Im Film geht es um die Papstwahl – einen Entscheidungsprozess voller Intrigen und erbarmungsloser Wortgefechte unter den heiligen Männern. Von den Kardinälen lässt sich einiges darüber lernen, wie man Dreck und Schmutz unter dem Mantel des Glaubens wirft. Beeindruckend ist, wie Bescheidenheit und Machthunger hier inszeniert werden.
Alle Schauspieler liefern intensive Performances ab, allen voran Ralph Fiennes als Kardinal Lawrence. Der Roman von Robert Harris wurde von Peter Straughan für den Film adaptiert. Ich schätze Straughan sehr, da er auch das intelligente Drehbuch zu einem meiner Lieblingsfilme, Dame, König, As, Spion, geschrieben hat.
Die Musik von Volker Bertelmann enttäuscht ebenfalls nicht. Sie knüpft an den großartigen Score seiner Arbeit für Im Westen nichts Neues an. Bereits viermal hat Bertelmann, auch bekannt als Hauschka, mit Berger zusammengearbeitet, und Konklave ist ihre fünfte Zusammenarbeit. Dieses Mal ist die Musik noch vielschichtiger, da verschiedene Figuren eigene Leitmotive haben. Zudem ist sie sakraler, passend zur zentralen Rolle des Katholizismus. Bertelmann erklärt, dass er für den Film ein besonderes Instrument namens Cristal Baschet verwendet hat, das 1952 in Frankreich entwickelt wurde. „Man spielt es ähnlich wie ein Weinglas mit Wasser, bei dem man den Glasrand kreisen lässt. Hier sind es jedoch Stäbe, die man mit angefeuchteten Fingerkuppen reibt. Das erzeugt einen leicht verzerrten, fast schon Synthesizer-artigen Klang“, so Bertelmann im Interview mit dem NDR.
Natürlich ist klar, dass Konklave keine Dokumentation, sondern ein Spielfilm ist. Auch als Nicht-Katholik habe ich dramaturgische Freiheiten erkannt, die es bei einer echten Papstwahl nicht geben würde. Für Interessierte hat die Website katholisch.de einen Faktencheck erstellt. Ich persönlich kann mit den künstlerischen Freiheiten des Regisseurs gut leben. Die Bilder sind großartig, die Schauspieler exzellent, die Musik passend – insgesamt ist Konklave ein grandioser Film.

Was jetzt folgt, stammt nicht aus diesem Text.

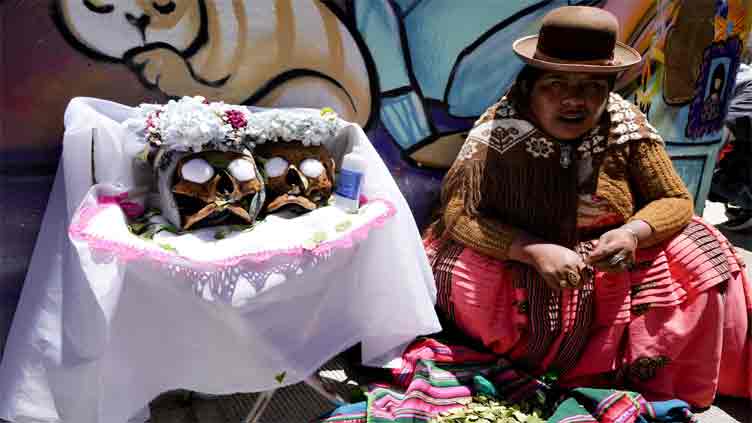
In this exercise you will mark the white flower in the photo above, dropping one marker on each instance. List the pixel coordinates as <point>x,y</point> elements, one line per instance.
<point>468,150</point>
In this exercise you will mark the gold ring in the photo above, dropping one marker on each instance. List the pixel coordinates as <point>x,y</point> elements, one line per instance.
<point>573,277</point>
<point>615,260</point>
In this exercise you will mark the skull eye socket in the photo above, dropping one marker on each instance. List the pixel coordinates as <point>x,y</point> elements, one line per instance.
<point>276,166</point>
<point>311,168</point>
<point>197,170</point>
<point>242,170</point>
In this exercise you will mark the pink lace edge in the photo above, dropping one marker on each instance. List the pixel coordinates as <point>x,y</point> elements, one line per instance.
<point>129,252</point>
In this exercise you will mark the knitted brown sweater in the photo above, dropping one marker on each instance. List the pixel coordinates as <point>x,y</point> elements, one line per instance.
<point>637,179</point>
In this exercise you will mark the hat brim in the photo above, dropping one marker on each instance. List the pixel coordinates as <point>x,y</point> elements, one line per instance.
<point>624,58</point>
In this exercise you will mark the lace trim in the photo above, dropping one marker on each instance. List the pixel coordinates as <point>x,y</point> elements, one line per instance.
<point>129,252</point>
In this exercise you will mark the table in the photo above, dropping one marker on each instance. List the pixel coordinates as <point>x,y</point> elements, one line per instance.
<point>97,335</point>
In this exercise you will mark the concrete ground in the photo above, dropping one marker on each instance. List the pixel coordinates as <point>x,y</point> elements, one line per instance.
<point>299,403</point>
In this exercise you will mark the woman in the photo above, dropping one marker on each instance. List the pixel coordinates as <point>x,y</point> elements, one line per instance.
<point>567,240</point>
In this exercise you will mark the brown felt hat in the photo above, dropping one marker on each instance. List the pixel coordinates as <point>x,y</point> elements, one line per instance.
<point>577,39</point>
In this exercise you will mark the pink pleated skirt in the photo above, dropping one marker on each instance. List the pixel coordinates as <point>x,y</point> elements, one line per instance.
<point>679,325</point>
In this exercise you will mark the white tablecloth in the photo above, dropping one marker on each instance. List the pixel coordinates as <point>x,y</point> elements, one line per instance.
<point>95,338</point>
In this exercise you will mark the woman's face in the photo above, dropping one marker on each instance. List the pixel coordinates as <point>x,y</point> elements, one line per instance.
<point>566,105</point>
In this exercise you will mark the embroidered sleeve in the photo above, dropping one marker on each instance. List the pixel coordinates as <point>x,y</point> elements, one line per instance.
<point>484,234</point>
<point>667,205</point>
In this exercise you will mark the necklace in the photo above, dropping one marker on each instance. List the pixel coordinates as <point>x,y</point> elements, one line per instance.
<point>566,155</point>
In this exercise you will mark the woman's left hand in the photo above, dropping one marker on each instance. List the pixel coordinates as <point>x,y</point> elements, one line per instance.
<point>614,251</point>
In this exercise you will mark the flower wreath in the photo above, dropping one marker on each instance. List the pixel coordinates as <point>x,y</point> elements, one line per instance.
<point>193,123</point>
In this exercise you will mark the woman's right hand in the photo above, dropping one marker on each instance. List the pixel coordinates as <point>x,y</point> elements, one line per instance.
<point>559,266</point>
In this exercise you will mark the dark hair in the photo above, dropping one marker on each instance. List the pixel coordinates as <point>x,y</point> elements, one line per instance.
<point>718,73</point>
<point>529,74</point>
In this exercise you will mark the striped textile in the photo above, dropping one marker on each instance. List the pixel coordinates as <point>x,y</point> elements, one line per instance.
<point>436,377</point>
<point>687,302</point>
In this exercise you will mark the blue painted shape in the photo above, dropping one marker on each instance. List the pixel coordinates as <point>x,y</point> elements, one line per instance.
<point>379,26</point>
<point>405,118</point>
<point>439,30</point>
<point>480,77</point>
<point>690,169</point>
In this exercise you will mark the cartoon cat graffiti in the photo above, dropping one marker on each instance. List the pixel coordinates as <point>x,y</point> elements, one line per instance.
<point>271,52</point>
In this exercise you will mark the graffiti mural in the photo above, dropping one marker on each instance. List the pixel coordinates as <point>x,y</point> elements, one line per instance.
<point>253,52</point>
<point>415,73</point>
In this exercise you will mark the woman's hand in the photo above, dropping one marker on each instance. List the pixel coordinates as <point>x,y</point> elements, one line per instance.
<point>615,250</point>
<point>559,266</point>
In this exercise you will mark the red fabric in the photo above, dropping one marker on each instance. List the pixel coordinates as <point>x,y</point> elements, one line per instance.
<point>676,327</point>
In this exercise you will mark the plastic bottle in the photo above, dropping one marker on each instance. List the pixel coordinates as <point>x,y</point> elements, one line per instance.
<point>350,181</point>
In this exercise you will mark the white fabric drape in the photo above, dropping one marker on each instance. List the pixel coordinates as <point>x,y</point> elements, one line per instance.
<point>94,338</point>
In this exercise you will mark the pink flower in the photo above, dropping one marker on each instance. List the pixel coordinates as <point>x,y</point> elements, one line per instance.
<point>236,118</point>
<point>130,208</point>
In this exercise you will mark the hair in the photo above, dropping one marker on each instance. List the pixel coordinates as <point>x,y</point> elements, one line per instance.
<point>527,77</point>
<point>529,74</point>
<point>719,73</point>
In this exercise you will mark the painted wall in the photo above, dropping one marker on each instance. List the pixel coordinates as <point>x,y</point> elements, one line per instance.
<point>415,73</point>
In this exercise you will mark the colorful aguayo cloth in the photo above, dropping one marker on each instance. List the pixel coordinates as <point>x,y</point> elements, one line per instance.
<point>436,378</point>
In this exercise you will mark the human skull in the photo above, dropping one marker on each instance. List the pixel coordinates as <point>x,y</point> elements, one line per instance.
<point>298,177</point>
<point>209,187</point>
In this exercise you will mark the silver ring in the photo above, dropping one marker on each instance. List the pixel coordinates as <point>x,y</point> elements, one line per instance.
<point>616,260</point>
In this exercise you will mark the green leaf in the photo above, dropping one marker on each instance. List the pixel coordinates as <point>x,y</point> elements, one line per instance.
<point>136,228</point>
<point>520,416</point>
<point>168,247</point>
<point>280,377</point>
<point>343,226</point>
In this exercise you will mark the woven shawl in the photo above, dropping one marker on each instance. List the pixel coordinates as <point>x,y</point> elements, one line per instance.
<point>510,170</point>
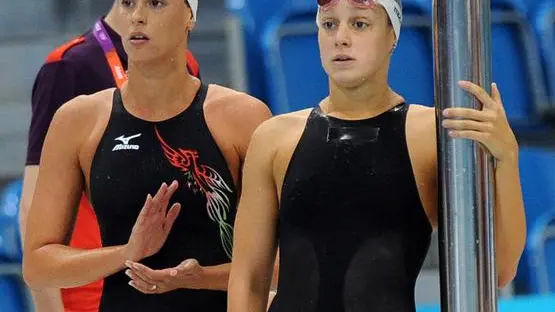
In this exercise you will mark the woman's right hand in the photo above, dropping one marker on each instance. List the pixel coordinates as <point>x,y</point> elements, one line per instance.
<point>153,224</point>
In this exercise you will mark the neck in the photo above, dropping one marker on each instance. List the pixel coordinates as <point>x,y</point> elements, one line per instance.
<point>366,100</point>
<point>156,89</point>
<point>111,20</point>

Schlagwörter: Cristal Baschet, Edward Berger, Faktencheck, Filmkritik, Hauschka, Im Westen nichts Neues, Konklave, Peter Straughan, Ralph Fiennes, Robert Harris, Scala Kino Fürstenfeldbruck, Volker Bertelmann
30. November 2024 um 13:23 |
Auch meine Frau und ich waren gestern im Kino, und haben uns „Konklave“ angeschaut.
Vorneweg: Wir waren überrascht, wie wenig Gäste im Kino waren, auch mit den anderen Filmen. An einem Freitagabend.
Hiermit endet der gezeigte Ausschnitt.